Stavolta a Giardini Naxos il movimento di De Luca ci sarà e lui esprimerà un candidato sindaco al quale consegnerà la missione di portare a casa la bandierina di un altro palazzo municipale per Sud chiama Nord, sull’onda lunga della conquista di Taormina avvenuta nel 2023.
I due giorni di De Luca su Giardini Naxos sono stati anche e soprattutto un modo per inquadrare la situazione politica e amministrativa della città e per arrivare preparato al suo comizio del 27 settembre. De Luca in realtà ha iniziato già da tempo ad acquisire informazioni. Ha chiesto, come da sua abitudine, le carte, a partire dai bilanci per un check-up finanziario del Comune. Priorità ai conti, a seguire l’analisi dei rami principali, come la raccolta rifiuti. Valutazioni sulle entrate e le spese, viabilità, parcheggi e turismo, i margini di manovra rispetto allo schema economico dell’ente, i servizi attuali e quelli ipotizzabili. Le dinamiche amministrative esportabili e replicabili. Non sono pochi gli incroci e gli intrecci con Taormina della tela che De Luca vorrebbe tessere a Giardini Naxos se il suo candidato dovesse spuntarla alle prossime elezioni: dall’Asm e le partecipate messe in piedi a Taormina, per approdare alla nettezza urbana ed il progetto della “Costa Blu”, da Messina sino alla riviera ionica. E poi il Gal Taormina Peloritani, etc.
Al capintesta di Sud chiama Nord sono già arrivate le indicazioni del presidente del Consorzio Rete Fognante, Alfredo Elia Mandri, che a Giardini è stato più volte candidato al Consiglio comunale. E ovviamente, ben al di là di queste 48 ore settembrine, c’è già stata un’ampia relazione sulle dinamiche giardinesi da parte del “fedelissimo” Salvo Puccio.
Il geologo, attuale direttore generale del Comune di Messina, è lo scudiero deluchiano della prima linea che è destinato ad avere un ruolo di attore protagonista da qui al 2026 nella “campagna giardinese”. A Giardini gioca in casa e pure lui in passato si era già misurato con la politica locale. Non è un mistero che Puccio stavolta abbia molte chance di essere il candidato sindaco di De Luca.
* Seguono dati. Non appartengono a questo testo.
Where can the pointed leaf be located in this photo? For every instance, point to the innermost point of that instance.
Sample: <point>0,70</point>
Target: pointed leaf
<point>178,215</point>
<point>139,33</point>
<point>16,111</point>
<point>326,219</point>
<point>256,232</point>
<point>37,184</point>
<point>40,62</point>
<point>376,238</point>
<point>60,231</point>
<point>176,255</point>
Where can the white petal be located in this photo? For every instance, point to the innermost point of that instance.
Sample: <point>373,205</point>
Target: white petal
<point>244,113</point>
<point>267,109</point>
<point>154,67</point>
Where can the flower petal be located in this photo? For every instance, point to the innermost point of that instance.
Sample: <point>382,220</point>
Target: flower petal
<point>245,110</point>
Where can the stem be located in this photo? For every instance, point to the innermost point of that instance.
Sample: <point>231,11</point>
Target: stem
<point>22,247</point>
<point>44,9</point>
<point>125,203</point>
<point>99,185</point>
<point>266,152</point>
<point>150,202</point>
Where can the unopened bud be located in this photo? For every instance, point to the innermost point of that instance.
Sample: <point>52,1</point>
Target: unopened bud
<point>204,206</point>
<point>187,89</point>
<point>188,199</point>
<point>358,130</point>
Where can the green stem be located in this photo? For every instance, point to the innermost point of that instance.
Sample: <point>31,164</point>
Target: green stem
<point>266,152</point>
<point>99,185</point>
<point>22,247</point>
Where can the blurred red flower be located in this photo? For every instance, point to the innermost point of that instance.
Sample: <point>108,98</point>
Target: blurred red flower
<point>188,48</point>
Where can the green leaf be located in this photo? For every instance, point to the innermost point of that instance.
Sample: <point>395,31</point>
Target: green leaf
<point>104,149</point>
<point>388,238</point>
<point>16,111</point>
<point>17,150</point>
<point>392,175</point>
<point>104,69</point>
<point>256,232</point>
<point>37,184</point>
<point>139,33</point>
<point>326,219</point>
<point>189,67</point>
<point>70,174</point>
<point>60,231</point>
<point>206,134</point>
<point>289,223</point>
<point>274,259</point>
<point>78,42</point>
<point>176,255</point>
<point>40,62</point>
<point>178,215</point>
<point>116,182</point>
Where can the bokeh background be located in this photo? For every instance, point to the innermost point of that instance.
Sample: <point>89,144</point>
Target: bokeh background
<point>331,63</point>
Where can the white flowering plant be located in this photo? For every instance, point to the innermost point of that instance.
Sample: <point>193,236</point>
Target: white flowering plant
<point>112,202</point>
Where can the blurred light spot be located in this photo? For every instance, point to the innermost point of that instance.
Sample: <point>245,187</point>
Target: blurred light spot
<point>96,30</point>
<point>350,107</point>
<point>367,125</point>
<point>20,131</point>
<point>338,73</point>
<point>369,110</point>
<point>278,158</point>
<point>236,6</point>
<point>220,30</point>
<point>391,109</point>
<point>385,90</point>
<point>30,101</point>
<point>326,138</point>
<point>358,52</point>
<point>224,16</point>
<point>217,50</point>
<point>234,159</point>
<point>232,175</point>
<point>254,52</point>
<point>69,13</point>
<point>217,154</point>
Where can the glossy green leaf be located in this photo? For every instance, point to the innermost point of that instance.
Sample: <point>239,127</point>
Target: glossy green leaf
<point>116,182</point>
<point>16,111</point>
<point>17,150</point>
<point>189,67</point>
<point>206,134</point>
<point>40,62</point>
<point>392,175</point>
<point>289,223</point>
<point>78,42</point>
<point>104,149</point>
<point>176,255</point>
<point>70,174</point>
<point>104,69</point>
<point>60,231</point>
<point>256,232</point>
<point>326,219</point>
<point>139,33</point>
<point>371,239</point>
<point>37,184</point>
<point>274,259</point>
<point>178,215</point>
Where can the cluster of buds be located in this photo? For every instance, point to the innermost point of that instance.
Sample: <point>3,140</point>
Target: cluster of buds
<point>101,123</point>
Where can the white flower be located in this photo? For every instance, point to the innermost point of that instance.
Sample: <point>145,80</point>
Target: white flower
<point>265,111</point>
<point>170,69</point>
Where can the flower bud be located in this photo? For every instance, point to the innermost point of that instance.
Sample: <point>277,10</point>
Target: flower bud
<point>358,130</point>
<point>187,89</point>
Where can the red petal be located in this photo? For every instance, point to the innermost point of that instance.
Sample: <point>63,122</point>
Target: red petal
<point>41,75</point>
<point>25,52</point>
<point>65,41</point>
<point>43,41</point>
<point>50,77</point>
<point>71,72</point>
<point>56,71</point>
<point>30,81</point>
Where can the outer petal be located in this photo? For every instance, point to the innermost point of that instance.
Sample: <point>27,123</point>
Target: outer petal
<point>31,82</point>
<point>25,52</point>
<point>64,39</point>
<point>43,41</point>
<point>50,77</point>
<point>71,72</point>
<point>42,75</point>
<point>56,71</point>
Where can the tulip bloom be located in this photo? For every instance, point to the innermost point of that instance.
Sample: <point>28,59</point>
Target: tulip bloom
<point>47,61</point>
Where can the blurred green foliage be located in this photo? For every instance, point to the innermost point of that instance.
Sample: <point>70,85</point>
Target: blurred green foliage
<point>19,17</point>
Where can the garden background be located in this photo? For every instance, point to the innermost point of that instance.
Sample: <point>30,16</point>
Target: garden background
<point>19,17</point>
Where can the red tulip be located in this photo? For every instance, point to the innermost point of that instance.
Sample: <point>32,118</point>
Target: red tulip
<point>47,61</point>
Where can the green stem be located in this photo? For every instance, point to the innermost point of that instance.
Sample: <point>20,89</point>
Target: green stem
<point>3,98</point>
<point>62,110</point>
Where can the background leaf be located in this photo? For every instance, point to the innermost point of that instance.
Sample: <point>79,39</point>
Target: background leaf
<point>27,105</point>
L’Imperatore del Nisi è pronto a mettere in campo per le Comunali a Giardini il suo “pupillo”. Altre info su Giardini Naxos sono anche arrivato da Massimo Brocato, il tecnico “fedelissimo” che in questa stagione amministrativa a Taormina è stato elevato da De Luca all’inedito rango di sindaco “ombra”. Senza dimenticare, infine, l’altro pretoriano, Danilo Lo Giudice, che sarà chiamato pure lui a fare la sua parte per il prossimo appuntamento elettorale. Il sindaco di Santa Teresa è sempre più presente da queste parti, in particolare a Taormina. Ma questa è un’altra storia. Ora c’è da pensare alla “campagna giardinese”.